Mayor Bader flipped the switch, illuminating the tree—and it was glorious. Fifty feet of green fir, covered in lights and ornaments the size of soccer balls.

“Now, that’s nothing like back home,” Hobbs murmured with vivid wonder in his tone and on his handsome face as he smiled at everyone around him, cheering and laughing. “It’s like out of a movie.”

“It’s really something, isn’t it?” I said with a happy sigh, enjoying a brief moment of relief from everything—my uncle’s surgery, the worry he’d be hunted down for what he might know, and the tragic death of Gable Norton.

Hobbs gazed down at me, and while a melancholy “I’ll Be Home For Christmas” played, the dulcet tones of Karen Carpenter in my ears and the lights from the tree shone down on us, he cupped my cheek and bent down to kiss me…and I rose up on my tiptoes to meet his lips.

It was the briefest of kisses, certainly appropriate for a PDA, but it did things to my toes and my stomach I can’t quite put into words. Things I’d never experienced in this way before.

When he pulled away, he smiled down at me, and I got lost in the moment and the warmth of his eyes.

So lost, I almost didn’t hear someone scream. Like, really let one rip—loud and long—making us all turn to see what the commotion was about.

Right there, in the middle of the crowd of people at the square, a woman collapsed, half-dressed, her remaining clothing torn.

Just crumpled into a heap of tattered limbs and snow.

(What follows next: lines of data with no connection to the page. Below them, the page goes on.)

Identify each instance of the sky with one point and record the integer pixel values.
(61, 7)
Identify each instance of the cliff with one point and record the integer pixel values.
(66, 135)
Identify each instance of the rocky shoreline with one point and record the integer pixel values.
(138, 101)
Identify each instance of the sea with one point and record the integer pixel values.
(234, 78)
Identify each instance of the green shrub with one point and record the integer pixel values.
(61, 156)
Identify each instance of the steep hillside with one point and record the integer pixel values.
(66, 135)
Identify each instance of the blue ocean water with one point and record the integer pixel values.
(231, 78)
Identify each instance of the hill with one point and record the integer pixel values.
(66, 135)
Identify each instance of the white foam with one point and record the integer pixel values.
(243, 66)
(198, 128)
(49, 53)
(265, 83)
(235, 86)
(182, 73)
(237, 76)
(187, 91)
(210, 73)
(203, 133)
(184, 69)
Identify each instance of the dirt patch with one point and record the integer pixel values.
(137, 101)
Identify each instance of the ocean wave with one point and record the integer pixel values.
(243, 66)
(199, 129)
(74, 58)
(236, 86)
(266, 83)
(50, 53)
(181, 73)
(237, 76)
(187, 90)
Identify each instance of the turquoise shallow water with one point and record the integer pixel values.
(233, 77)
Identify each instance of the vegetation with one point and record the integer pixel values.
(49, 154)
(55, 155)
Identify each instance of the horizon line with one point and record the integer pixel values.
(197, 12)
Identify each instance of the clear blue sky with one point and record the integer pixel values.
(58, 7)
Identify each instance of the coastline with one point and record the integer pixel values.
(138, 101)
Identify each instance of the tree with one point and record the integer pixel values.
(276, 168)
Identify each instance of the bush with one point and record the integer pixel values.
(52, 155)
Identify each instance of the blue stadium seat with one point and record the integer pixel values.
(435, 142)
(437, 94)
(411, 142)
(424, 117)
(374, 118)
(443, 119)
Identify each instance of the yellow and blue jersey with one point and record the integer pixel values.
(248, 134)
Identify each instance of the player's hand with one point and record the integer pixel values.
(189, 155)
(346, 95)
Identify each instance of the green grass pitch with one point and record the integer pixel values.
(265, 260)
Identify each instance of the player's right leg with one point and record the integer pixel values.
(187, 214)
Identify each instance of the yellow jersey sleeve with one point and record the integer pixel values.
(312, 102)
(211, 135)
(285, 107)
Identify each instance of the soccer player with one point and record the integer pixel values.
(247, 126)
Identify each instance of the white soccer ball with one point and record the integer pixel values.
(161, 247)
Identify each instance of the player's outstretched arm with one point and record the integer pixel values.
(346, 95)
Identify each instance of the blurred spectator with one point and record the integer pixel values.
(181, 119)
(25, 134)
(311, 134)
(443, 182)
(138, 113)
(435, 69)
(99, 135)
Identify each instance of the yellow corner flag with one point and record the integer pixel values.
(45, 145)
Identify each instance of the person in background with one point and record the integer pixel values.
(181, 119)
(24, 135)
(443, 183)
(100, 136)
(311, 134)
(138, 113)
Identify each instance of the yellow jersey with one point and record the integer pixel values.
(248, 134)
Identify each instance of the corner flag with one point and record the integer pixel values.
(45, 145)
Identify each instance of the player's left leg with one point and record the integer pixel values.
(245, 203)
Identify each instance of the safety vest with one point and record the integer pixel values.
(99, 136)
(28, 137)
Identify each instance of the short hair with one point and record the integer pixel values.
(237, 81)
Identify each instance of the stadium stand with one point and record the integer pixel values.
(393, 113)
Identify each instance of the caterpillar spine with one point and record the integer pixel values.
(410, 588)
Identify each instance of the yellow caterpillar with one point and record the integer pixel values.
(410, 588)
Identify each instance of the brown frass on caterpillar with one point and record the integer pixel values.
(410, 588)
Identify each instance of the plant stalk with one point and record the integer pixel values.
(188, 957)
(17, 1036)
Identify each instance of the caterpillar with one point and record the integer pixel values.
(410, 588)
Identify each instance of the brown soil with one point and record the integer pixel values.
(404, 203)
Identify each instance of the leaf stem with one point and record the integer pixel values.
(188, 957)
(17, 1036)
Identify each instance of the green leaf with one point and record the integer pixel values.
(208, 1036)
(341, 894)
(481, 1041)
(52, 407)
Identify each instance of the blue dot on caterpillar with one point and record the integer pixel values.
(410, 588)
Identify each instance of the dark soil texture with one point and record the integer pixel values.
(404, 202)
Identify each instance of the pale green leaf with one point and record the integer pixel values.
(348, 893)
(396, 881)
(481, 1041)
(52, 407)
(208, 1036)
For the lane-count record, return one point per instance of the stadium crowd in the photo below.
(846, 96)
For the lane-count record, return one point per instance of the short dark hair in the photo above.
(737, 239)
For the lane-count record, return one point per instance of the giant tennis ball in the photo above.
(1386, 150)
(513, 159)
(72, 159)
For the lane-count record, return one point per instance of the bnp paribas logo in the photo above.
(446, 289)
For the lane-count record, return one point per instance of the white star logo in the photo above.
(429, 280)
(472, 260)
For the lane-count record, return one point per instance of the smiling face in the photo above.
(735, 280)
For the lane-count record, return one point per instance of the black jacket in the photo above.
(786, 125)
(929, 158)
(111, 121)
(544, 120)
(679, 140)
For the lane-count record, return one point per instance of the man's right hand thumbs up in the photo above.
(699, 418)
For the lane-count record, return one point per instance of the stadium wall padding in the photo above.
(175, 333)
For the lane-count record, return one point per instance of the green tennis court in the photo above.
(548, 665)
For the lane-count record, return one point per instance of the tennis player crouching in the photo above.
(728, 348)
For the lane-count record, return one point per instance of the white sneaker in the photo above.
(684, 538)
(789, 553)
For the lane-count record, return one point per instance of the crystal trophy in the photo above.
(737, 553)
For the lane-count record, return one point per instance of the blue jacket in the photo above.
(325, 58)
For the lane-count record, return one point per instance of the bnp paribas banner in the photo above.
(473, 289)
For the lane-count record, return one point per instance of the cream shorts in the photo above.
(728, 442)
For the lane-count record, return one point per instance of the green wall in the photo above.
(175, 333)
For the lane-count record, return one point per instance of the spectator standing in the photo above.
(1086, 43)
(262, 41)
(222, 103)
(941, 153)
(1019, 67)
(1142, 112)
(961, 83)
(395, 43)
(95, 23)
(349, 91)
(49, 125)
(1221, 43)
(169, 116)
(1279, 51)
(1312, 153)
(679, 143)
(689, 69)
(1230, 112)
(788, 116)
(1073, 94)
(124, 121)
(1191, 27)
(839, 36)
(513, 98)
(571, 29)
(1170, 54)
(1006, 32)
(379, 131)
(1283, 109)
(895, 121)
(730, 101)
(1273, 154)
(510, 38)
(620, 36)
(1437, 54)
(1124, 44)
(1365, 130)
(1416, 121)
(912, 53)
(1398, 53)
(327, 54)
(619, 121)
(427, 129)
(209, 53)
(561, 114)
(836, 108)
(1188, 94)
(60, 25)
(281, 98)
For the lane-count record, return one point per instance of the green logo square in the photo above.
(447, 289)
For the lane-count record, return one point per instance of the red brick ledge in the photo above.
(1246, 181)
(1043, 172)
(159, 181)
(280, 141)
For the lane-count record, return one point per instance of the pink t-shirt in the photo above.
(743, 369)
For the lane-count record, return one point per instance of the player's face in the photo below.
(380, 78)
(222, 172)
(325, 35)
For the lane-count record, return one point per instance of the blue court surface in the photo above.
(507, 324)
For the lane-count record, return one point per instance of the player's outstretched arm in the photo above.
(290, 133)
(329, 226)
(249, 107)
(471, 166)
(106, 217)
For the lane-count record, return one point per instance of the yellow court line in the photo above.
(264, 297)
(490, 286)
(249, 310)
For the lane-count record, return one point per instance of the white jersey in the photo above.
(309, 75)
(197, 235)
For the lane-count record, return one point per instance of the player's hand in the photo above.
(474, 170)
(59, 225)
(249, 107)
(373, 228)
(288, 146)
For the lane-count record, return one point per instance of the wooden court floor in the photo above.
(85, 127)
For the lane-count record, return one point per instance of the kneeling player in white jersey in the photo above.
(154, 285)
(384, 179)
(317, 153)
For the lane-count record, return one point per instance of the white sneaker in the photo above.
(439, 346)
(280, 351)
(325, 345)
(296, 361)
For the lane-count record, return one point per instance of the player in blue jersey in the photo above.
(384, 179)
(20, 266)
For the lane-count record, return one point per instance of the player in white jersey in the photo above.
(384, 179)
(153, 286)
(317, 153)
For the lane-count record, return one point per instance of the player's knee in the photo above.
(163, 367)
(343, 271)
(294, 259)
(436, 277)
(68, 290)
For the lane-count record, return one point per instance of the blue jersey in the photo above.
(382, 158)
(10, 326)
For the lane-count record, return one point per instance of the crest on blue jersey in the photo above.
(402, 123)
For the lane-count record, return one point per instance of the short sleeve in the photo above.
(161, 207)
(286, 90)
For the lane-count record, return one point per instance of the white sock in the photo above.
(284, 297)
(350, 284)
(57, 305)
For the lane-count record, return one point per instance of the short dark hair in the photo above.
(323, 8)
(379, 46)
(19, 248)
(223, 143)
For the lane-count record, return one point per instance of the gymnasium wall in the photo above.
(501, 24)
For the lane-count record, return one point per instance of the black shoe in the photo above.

Both Hobbs and I went running toward her as the crowd backed away. I was the first to get to her, falling to my knees and pulling off my jacket to cover her half-naked body.

Dear Goddess, she was a mess. Her hair was glued to her face, covering her eyes, her body bruised and battered and so very fragile, it hurt to look at her. And her feet were bare and torn to shreds.

“I’ll call nine-one-one!” Hobbs yelled over the shrieks of the crowd.

In mere seconds, my fellow townsfolk were taking their coats off to cover her; one mother offered her baby’s blanket.

I hauled her up next to me, shivering from the wind that picked up and the falling snowflakes, until Hobbs pulled off his jacket and threw it around my shoulders.

And as I looked down at this battered, bedraggled young woman who hung lifelessly in my arms, her skin like ice, her clothes ripped, I pushed her dark hair from her scratched-up cheek and gasped.

The girl I held in my arms was none other than Kerry Carver.

 

 

Chapter 13

 

 

O Christmas Tree (O Tannenbaum)

Written in 1824 by Ernst Anschutz

 

 

Hobbs handed me some hospital coffee from a dispenser he’d gone and found. It was indeed hot, but it was awful. I fought the taste of the bitter liquid as it slipped down my throat.